The adjustment "helps clarify where the industry was concerned and it certainly provides the institutions a clear way to figure out how the support functions or units can align themselves" with the front line, Roeder said.

The final guidelines still require several other lines of defense beyond the front line, including the formation of a independent risk management unit that reports to the chief executive officer; and an internal audit group that oversees top officials on down. Each group has an extensive list of criteria to meet.

The OCC has "been practical in making adjustments that recognize certain realities about how the industry operates and how these standards are working in practice but they haven't pulled back," Williams said. "The front lines still need to recognize, monitor, manage, control and report on their risks. The independent risk management line has to be rigorous and the audit group has to be proactive."

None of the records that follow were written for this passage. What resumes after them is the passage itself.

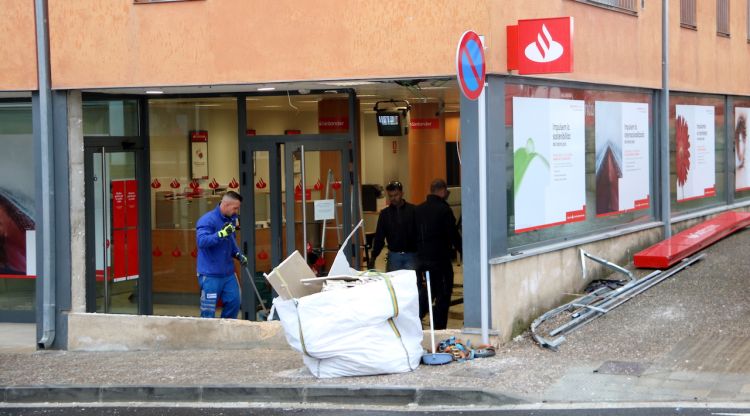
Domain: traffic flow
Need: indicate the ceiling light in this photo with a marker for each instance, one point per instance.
(348, 83)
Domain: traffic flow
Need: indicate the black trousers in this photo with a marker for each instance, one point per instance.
(441, 279)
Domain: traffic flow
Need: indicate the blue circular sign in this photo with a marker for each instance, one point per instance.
(470, 65)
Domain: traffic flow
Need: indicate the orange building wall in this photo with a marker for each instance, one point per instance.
(18, 53)
(115, 43)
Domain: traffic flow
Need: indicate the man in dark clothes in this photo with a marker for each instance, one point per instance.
(438, 234)
(396, 225)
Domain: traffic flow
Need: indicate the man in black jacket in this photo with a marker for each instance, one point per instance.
(438, 234)
(396, 225)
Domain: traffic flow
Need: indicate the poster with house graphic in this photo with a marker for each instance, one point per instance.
(622, 157)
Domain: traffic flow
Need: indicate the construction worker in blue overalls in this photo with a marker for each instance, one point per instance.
(216, 249)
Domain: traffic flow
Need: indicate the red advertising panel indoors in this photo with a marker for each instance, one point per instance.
(124, 229)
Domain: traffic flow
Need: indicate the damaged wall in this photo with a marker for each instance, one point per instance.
(524, 289)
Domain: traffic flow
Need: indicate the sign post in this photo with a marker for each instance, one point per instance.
(470, 67)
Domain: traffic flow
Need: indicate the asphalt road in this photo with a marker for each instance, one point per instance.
(182, 410)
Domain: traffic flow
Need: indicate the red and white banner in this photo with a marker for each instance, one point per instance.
(124, 247)
(424, 123)
(333, 124)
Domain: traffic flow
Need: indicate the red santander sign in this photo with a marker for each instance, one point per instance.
(543, 46)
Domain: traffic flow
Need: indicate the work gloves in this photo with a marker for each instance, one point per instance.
(226, 230)
(241, 258)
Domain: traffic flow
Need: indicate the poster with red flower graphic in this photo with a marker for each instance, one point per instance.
(622, 157)
(549, 184)
(695, 165)
(741, 171)
(199, 154)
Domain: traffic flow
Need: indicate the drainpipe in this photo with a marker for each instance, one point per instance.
(664, 128)
(45, 195)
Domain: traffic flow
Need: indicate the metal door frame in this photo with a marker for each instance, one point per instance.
(134, 144)
(313, 145)
(272, 145)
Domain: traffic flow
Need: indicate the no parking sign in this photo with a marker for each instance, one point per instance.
(470, 65)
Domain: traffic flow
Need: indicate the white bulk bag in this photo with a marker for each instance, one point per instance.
(348, 332)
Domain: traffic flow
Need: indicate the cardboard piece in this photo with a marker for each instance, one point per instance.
(286, 278)
(293, 278)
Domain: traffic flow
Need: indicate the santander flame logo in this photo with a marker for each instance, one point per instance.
(545, 49)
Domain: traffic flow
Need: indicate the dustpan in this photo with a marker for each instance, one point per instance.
(434, 358)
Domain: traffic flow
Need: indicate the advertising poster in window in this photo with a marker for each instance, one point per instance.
(622, 157)
(549, 185)
(741, 171)
(199, 154)
(694, 152)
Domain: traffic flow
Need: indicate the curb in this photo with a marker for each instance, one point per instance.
(384, 396)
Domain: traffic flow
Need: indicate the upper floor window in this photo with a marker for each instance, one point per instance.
(625, 6)
(687, 14)
(722, 17)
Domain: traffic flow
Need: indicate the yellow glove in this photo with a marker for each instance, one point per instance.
(226, 230)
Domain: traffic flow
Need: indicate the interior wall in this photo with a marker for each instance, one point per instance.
(379, 161)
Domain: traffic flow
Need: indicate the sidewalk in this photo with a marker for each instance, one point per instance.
(685, 340)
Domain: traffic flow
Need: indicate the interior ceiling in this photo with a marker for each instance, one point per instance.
(297, 95)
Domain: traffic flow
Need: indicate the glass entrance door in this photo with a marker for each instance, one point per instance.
(112, 273)
(318, 199)
(275, 171)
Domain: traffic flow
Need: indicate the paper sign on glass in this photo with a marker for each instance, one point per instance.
(622, 157)
(324, 209)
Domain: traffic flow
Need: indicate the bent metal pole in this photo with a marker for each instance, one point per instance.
(483, 265)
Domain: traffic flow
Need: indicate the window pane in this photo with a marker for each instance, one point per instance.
(741, 113)
(624, 147)
(110, 118)
(687, 14)
(193, 159)
(722, 17)
(17, 235)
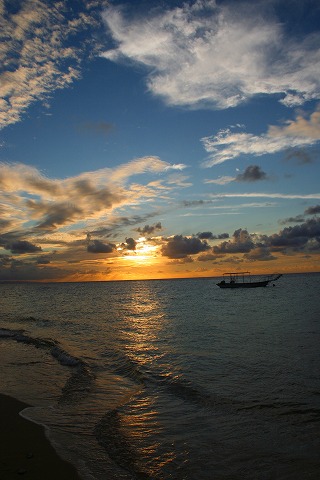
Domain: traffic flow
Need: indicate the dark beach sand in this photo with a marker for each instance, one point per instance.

The OCC also eased some of the duplication for some banks to be able to use the expertise of the parent company, such as sharing a chief audit officer, under certain circumstances. This was seen as an improvement from the proposal, which said the only time a bank could share risk management functions with a parent was if 95% or more of its average total assets also represent the holding company's assets. The final guidance upheld that rule but added that it would consider "other factors" to include banks that sent a written request showing their risk profile is similar to the parent.

Observers said it may take time for the OCC to begin using the guidance in enforcement actions, since it needs to give banks time to implement the new standards. The OCC has set up a tiered implementation deadline, starting with 60 days after the guidance is published in the Federal Register for the largest banks, and up to 18 months for those with average total assets of $50 billion to $100 billion.

The OCC official said examiners have applied the heightened expectations to large national banks since 2010 and will follow the tiered implementation approach as outlined in the guidance during exams going forward.

"If a covered bank fails to meet a standard prescribed by guideline, the OCC has the discretion to require the bank to submit a plan specifying the steps it will take to comply with the standard," the official said. "The OCC may issue an enforceable order [by law] if the institution, after notification that it is violating a safety and soundness standard, fails to submit an acceptable compliance plan, or fails in any material respect to implement an accepted plan. In those cases, the OCC has a spectrum of enforcement tools available ranging from formal agreement, to cease-and-desist orders and civil money penalties based on the specific facts of each case."